Merck Will Share Formula for its Covid Pill With Poor Countries
Merck has granted a royalty-free license for its promising Covid-19 pill to a United Nations-backed nonprofit in a deal that would allow the drug …
Merck has granted a royalty-free license for its promising Covid-19 pill to a United Nations-backed nonprofit in a deal that would allow the drug to be manufactured and sold cheaply in the poorest nations, where vaccines for the coronavirus are in devastatingly short supply.

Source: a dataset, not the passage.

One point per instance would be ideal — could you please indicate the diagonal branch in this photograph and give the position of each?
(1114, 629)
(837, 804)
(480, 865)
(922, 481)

The agreement with the Medicines Patent Pool, an organization that works to make medical treatment and technologies globally accessible, will allow companies in 105 countries, mostly in Africa and Asia, to sublicense the formulation for the antiviral pill, called molnupiravir, and begin making it.

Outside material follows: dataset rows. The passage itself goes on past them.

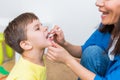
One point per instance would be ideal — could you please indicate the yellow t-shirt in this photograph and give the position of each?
(26, 70)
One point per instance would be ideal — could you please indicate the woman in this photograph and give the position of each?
(106, 40)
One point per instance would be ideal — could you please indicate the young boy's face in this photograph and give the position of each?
(37, 35)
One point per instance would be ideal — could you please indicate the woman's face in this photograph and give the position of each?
(110, 10)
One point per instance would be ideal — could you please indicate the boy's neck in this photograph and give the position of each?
(34, 57)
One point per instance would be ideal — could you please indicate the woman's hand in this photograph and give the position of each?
(58, 35)
(58, 54)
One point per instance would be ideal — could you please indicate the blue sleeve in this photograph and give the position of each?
(98, 38)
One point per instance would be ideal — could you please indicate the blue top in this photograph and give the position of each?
(103, 40)
(113, 72)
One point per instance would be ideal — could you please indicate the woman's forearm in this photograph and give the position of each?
(74, 50)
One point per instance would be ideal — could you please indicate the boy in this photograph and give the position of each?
(26, 35)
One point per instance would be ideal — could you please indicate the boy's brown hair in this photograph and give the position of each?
(15, 32)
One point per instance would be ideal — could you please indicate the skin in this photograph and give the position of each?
(36, 42)
(110, 10)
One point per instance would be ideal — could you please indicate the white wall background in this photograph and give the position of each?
(77, 18)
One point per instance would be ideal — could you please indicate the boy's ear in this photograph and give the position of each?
(26, 45)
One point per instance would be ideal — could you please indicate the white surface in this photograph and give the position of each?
(77, 18)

Merck reported this month that the drug halved the rate of hospitalizations and deaths in high-risk Covid patients in a large clinical trial. Affluent nations, including the United States, have rushed to negotiate deals to buy the drug, tying up large portions of the supply even before it has been approved by regulators and raising concerns that poor countries would be shut out of access to the medicine, much as they have been for vaccines.

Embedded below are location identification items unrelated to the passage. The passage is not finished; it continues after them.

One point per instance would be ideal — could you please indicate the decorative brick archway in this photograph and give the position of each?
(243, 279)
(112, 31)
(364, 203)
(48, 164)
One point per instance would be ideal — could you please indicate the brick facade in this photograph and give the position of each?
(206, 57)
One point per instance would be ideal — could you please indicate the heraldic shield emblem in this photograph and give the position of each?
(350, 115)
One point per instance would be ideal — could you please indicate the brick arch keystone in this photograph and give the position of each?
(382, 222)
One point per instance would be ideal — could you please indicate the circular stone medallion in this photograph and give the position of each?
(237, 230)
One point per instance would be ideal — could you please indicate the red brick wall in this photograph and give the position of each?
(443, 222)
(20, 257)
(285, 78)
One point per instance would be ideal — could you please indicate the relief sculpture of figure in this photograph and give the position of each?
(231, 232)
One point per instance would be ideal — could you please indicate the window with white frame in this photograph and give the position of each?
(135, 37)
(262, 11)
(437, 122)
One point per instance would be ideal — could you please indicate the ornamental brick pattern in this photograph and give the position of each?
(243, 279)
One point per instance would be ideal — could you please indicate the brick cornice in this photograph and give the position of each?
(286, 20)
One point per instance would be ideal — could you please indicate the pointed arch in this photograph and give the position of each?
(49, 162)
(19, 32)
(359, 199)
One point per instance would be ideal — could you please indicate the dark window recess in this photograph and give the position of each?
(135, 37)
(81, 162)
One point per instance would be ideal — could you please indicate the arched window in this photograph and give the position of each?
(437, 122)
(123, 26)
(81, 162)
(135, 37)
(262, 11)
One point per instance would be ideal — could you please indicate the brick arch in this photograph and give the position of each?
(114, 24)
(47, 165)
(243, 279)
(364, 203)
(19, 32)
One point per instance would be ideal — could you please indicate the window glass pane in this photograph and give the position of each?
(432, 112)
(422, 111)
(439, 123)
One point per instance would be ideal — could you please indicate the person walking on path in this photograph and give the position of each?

Treatment-access advocates welcomed the new deal, which was announced Wednesday morning, calling it an unusual step for a major Western pharmaceutical company.
“The Merck license is a very good and meaningful protection for people living in countries where more than half of the world’s population lives,” said James Love, who leads Knowledge Ecology International, a nonprofit research organization. “It will make a difference.”
Charles Gore, director of the Medicines Patent Pool, said: “This is the first transparent public health license for a Covid medicine, and really importantly, it is for something that could be used outside of hospitals, and which is potentially going to be very cheap.”
“This is hopefully going to make things a lot easier in terms of keeping people out of hospital and stopping people dying in low- and middle-income countries,” he said.
Mr. Gore said that more than 50 companies, from all regions of the developing world, have already approached the organization about obtaining a sublicense.
The agreement with Merck, Mr. Gore said, is also critically important as a precedent. “I hope this will start a landslide of people coming to the Medicines Patent Pool, wanting to do licensing, because there’s no question that access has been the problem,” he said. “From a scientific point of view, industry have done a really brilliant job — firstly, providing the vaccines, and now providing treatments. But the access side of it has let the whole thing down.”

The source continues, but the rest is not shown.